I would like to see a skyreport.com forum. sort of like what satelliteguys has. It needs to be updated every morning with the latest news used with permission from skyreport.com. does anyone else think this is a good idea?


----------



## Chris Blount (Jun 22, 2001)

Thanks of the suggestion. This question has been asked before and you can see the responses here:

http://www.dbstalk.com/showthread.php?t=24894


----------



## mini1 (Jan 25, 2004)

I just see that the topic was suggested, I can't find where you either said yes or no. anyway what do you think about the idea now? that thread was written while ago.


----------



## Chris Blount (Jun 22, 2001)

Unless there is a large demand for a separate SkyReport forum, it probably won't happen. It sounds like a good idea in theory but the reality is that the forum will have very little use. We have also found that the news reports get more attention when they are placed in their appropriate forums.


----------



## thebigjp (Jan 21, 2003)

Chris Blount said:


> Unless there is a large demand for a separate SkyReport forum, it probably won't happen. It sounds like a good idea in theory but the reality is that the forum will have very little use. We have also found that the news reports get more attention when they are placed in their appropriate forums.


it does get more attention when placed in its appropriate forum. resorting to a seperate forum would decrease the viewership of news reports from SkyReport. but yet its own seperate forum could work... well thats my 2c on the matter.


----------



## mini1 (Jan 25, 2004)

it works for satelliteguys, I don't see why you couldn't try it here. if it doesn't work take it down.


----------



## bills976 (Jun 30, 2002)

There's a couple very valid reasons why having such a forum simply makes it harder...

First, I like to visit a single forum to see the news for DirecTV. I really don't care what's going on with Dish, so I don't visit that particular forum. Yet if there was a separate skyreport forum, I'd have to now visit two forums AND wade through Dish news that I don't care about.

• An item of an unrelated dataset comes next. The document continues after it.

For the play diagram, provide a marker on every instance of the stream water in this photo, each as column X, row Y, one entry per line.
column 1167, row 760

Second, it's more work for the mods that's unnecessary. Moderating everything in a single forum is much easier than having to jump around. I like it the way it is, and see no reason whatsoever to change it.


----------



## TimL (Apr 24, 2002)

bills976 said:


> There's a couple very valid reasons why having such a forum simply makes it harder...
> 
> First, I like to visit a single forum to see the news for DirecTV. I really don't care what's going on with Dish, so I don't visit that particular forum. Yet if there was a separate skyreport forum, I'd have to now visit two forums AND wade through Dish news that I don't care about.
> 
> Second, it's more work for the mods that's unnecessary. Moderating everything in a single forum is much easier than having to jump around. I like it the way it is, and see no reason whatsoever to change it.


Agreed..I like all 3 forums..But "just because the other guys do it" Is'nt a sufficient reason to do something IMO..

Tim Lones


----------



## Nick (Apr 23, 2002)

To reiterate:

A dedicated "SkyReport" Forum wouldn't enhance the site. I like to read SkyReports in context of the forum in which they belong. Speaking only for myself, I would get SkyReports of interest more quickly when they are posted to the appropriate forums, rather than being centralized in one place.

On the other hand, in addition to the original SkyReport post, setting up an archive of SkyReport articles might be something to consider. This would serve the same purpose, except that no reply posts could be made. Just an idea off the top off my noggin.


----------



## Geronimo (Mar 23, 2002)

I think that there should be a forum devoted to the avatars of Nick and all the rest who change them frequently. We need to be kept informed of who or what is in tehse avatars. Sometimes I just get used to one and then they change.


----------